LONDON (Reuters) - Former Cardiff City manager Malky Mackay has said he is not a "racist, sexist, homophobe or anti-Semite" after he sent offensive text messages during his spell at the Premier League club.

Mackay, who left Cardiff under a cloud last year following a falling-out with club owner Vincent Tan, apologised on Friday after English media published details of texts he sent while in charge at the Welsh club, who were relegated from the Premier League last season.

"I've been in a multi-cultural football environment for 20 years. I love British football and I am no racist. I am no sexist. I am no homophobe and I'm not anti-Semitic," he said in a TV interview.

"I sincerely apologise. It was something I did, and there's no excuse for that. It was in a period (when) I was under immense pressure and stress in terms of the relationships that were possibly not going too well at my football club at the time."

According to the Daily Mail, which broke the story, the text messages under scrutiny were exchanged between Mackay and Cardiff's then sporting director, Iain Moody - who resigned from a similar role at Crystal Palace on Thursday.

Mackay, 42, said he was responsible for three offensive messages.

"Obviously, it was someone else's phone that a vast array, over 10,000, of private texts were lifted from.

"I received some (of these texts) but as I say it's the three texts I'm accountable for and that I shouldn't have sent."

Former Scotland defender Mackay was sacked by Cardiff midway through last season after a public disagreement over transfer spending.

He had been expected to take charge of top-flight Crystal Palace this week but was ruled out of the running after details of the messages emerged.


Mackay also defended his dealings in the transfer market as Cardiff manager and said he was not guilty of any wrongdoing.

"We were a small Premier League club and you have to compete with the bigger clubs for the better players and we brought in some good players to the club," he said.

"We tried to do the best with our recruitment.

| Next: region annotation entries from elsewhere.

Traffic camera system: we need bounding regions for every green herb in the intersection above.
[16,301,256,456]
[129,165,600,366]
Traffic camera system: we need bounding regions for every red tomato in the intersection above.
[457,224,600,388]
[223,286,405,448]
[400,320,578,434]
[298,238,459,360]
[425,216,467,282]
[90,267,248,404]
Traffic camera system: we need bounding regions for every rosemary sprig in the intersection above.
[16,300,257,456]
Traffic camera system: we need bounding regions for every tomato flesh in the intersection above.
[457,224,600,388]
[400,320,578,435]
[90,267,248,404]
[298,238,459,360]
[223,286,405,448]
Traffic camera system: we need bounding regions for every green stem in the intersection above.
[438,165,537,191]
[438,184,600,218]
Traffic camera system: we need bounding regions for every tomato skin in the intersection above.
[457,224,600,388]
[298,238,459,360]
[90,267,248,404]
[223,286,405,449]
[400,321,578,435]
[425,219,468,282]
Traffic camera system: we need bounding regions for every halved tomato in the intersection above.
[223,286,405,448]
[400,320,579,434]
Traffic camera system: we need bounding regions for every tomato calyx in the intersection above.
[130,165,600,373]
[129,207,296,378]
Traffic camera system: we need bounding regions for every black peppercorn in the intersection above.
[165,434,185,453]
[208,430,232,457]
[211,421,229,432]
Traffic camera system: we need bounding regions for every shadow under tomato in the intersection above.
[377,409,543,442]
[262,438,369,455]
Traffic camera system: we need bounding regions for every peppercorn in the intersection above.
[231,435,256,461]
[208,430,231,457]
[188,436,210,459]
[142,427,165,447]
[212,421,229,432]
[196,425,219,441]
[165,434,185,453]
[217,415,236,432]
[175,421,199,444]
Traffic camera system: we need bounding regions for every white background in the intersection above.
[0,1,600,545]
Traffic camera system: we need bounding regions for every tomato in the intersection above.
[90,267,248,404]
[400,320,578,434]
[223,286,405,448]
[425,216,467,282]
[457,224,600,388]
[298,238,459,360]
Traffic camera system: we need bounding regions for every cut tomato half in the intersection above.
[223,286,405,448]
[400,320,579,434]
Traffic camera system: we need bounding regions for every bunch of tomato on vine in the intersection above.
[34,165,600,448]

No one ever gets it 100 percent right. But people need time, especially if they're injured," he added.

"In the five months I was there we managed to stay out of the bottom three with that group of players."

Asked if he had any regrets about the players he had brought to the club, he said: "None of them.

"The signings were done in a fashion where there was a process that had been long-standing. I signed 31 players in two years for the football club with the process in place, with various people signing off and looking at it," he said.

"The players we brought in were scouted and looked at. Some take longer to settle, some don't perform as well as you think. Some hit the ground running right away. Others go to World Cups.

He also defended Moody's role in the transfer deals.

"You can never be 100 percent certain on someone else but Iain Moody is someone that worked hard for Cardiff City football club, and Watford before that, and at every point, as far as I'm aware, did things in the best interests of the football club."